Namanya Gerald Foos. Ia mengaku sebagai pemilik hotel kecil (motel) di Colorado, tempat dirinya melakukan kegiatan mengintip berbagai aktivitas seksual para tamunya. Foos melakukannya selama sekitar dua puluh tahun tanpa pernah ketahuan. Sampai kemudian Foos memutuskan untuk menceritakan kisah hidupnya sendiri pada jurnalis legendaris, Gay Talese, untuk dijadikan buku. Menurut Talese, Foos tidak kelihatan seperti seorang psikopat. Jika kita bertemu Foos tanpa mengetahui latar hidupnya sebagai pengintip profesional, kita akan menganggapnya orang biasa-biasa saja, seperti orang kebanyakan. Foos sendiri tidak merasa ada hal yang aneh dari kegiatannya. Istrinya bahkan merestui aktivitas tersebut (yang diakui Foos sebagai "meneliti").
Itulah kisah tentang seorang pengintip (voyeur) yang dimuat dalam buku terbitan New York Times tahun 2016, sebelum kemudian difilmkan dalam bentuk dokumenter tahun berikutnya oleh sutradara Myles Kane dan Josh Koury. Film ini menarik bukan hanya karena pengakuan seorang pengintip yang diangkat ke publik, melainkan juga perkara nilai kebenaran dalam jurnalisme. Talese adalah jurnalis berpengalaman yang dalam bentangan karirnya yang panjang, kerap terjun langsung pada objek yang diinvestigasinya.

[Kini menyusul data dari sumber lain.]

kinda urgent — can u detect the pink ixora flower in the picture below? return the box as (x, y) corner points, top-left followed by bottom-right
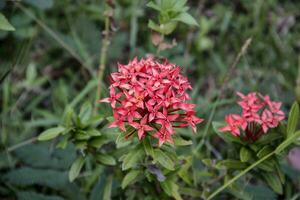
(219, 114), (247, 136)
(100, 57), (203, 146)
(219, 92), (285, 141)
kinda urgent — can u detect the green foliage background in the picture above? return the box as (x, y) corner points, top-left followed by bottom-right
(1, 0), (300, 199)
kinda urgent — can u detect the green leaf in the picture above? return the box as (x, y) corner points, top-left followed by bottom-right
(161, 180), (183, 200)
(89, 137), (108, 148)
(56, 135), (69, 149)
(69, 156), (85, 182)
(116, 134), (131, 148)
(216, 159), (247, 169)
(257, 160), (275, 172)
(143, 137), (154, 157)
(146, 1), (161, 11)
(121, 170), (141, 189)
(173, 136), (193, 146)
(0, 13), (15, 31)
(178, 156), (192, 185)
(74, 131), (90, 140)
(249, 144), (259, 152)
(79, 102), (92, 125)
(161, 179), (173, 195)
(172, 12), (198, 26)
(275, 162), (285, 184)
(173, 0), (188, 11)
(90, 172), (106, 200)
(255, 131), (282, 145)
(26, 63), (37, 84)
(287, 102), (299, 137)
(148, 20), (177, 35)
(122, 147), (144, 170)
(178, 167), (192, 185)
(62, 106), (75, 127)
(86, 129), (102, 136)
(38, 126), (66, 141)
(179, 187), (202, 197)
(160, 0), (175, 10)
(154, 149), (175, 170)
(103, 175), (113, 200)
(148, 20), (161, 32)
(275, 130), (300, 154)
(95, 154), (116, 166)
(74, 140), (87, 149)
(257, 145), (273, 158)
(240, 147), (252, 162)
(262, 172), (283, 194)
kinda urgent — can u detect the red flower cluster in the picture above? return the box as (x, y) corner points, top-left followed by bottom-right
(219, 92), (285, 141)
(100, 58), (203, 146)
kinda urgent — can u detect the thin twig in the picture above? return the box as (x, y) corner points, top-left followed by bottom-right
(194, 38), (252, 153)
(7, 137), (37, 152)
(183, 0), (204, 67)
(129, 0), (140, 57)
(221, 38), (252, 94)
(94, 3), (112, 113)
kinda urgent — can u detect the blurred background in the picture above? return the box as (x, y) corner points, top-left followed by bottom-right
(0, 0), (300, 199)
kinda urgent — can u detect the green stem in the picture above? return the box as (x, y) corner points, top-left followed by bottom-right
(129, 0), (139, 57)
(207, 151), (275, 200)
(94, 5), (112, 113)
(7, 137), (37, 152)
(156, 33), (165, 56)
(70, 79), (97, 108)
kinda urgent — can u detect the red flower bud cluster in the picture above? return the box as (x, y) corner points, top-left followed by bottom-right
(100, 58), (203, 146)
(219, 92), (285, 141)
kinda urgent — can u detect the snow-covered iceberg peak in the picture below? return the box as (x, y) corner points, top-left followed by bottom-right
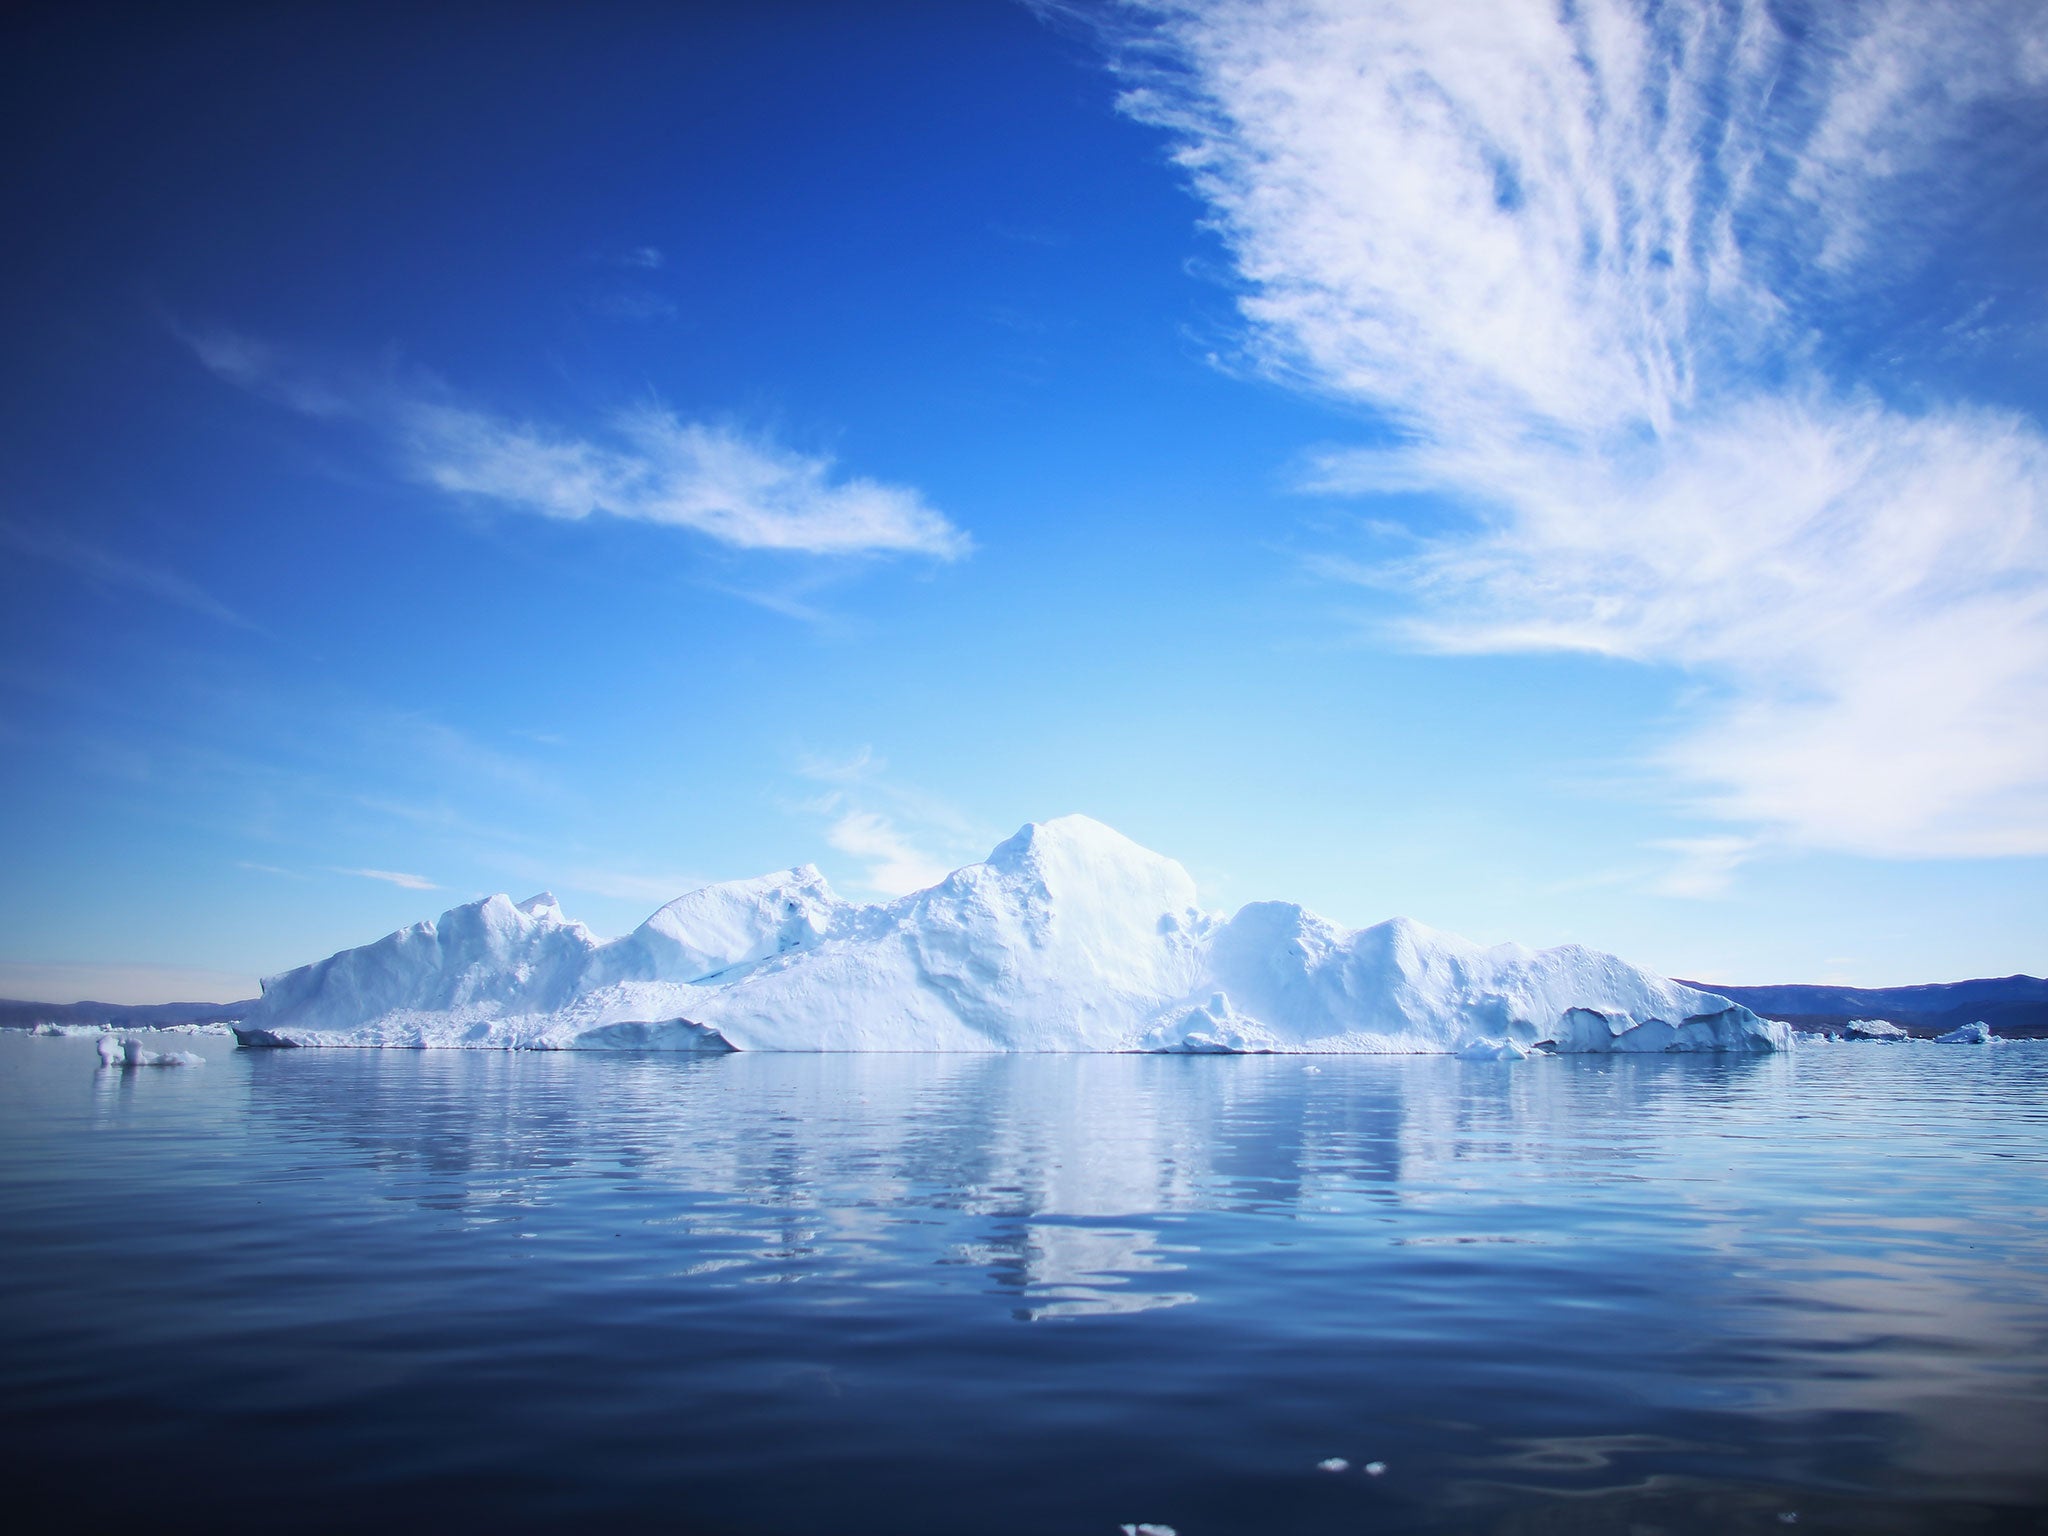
(244, 888), (605, 1043)
(909, 815), (1210, 1008)
(590, 865), (843, 988)
(675, 815), (1216, 1053)
(982, 814), (1198, 908)
(238, 816), (1787, 1055)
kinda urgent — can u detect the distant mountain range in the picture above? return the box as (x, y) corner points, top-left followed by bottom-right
(1675, 975), (2048, 1038)
(0, 997), (255, 1029)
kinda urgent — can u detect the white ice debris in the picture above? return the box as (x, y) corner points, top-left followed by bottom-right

Misalnya, dalam bukunya yang menghebohkan tahun 1981 berjudul Thy Neighbor's Wife, Talise meriset kehidupan seks komunitas nudis di Sandstone Retreat. Talise mengakui bahwa ia terlibat penuh dalam aktivitas komunitas tersebut. Termasuk seks dengan banyak orang.
Dalam Voyeur's Motel, buku tentang si pengintip, Talise tampak terpesona oleh kisah hidup Foos hingga tak merasa perlu untuk kroscek ke sumber-sumber lain. Dalam prinsip jurnalisme kita tahu, kebenaran semestinya tidak bersumber dari satu pihak saja, melainkan mesti berimbang. Namun di sisi lain, Talise juga sekaligus sedang membuat karya jurnalistik yang sebisa mungkin laku di pasaran. Atas dasar itu, bumbu-bumbu cerita, entah itu benar atau tidak, bisa sangat menjual meskipun harus mengabaikan prinsip akurasi dalam jurnalisme. Kita tidak akan terlalu masuk ke sana karena akan jatuh menjadi spoiler.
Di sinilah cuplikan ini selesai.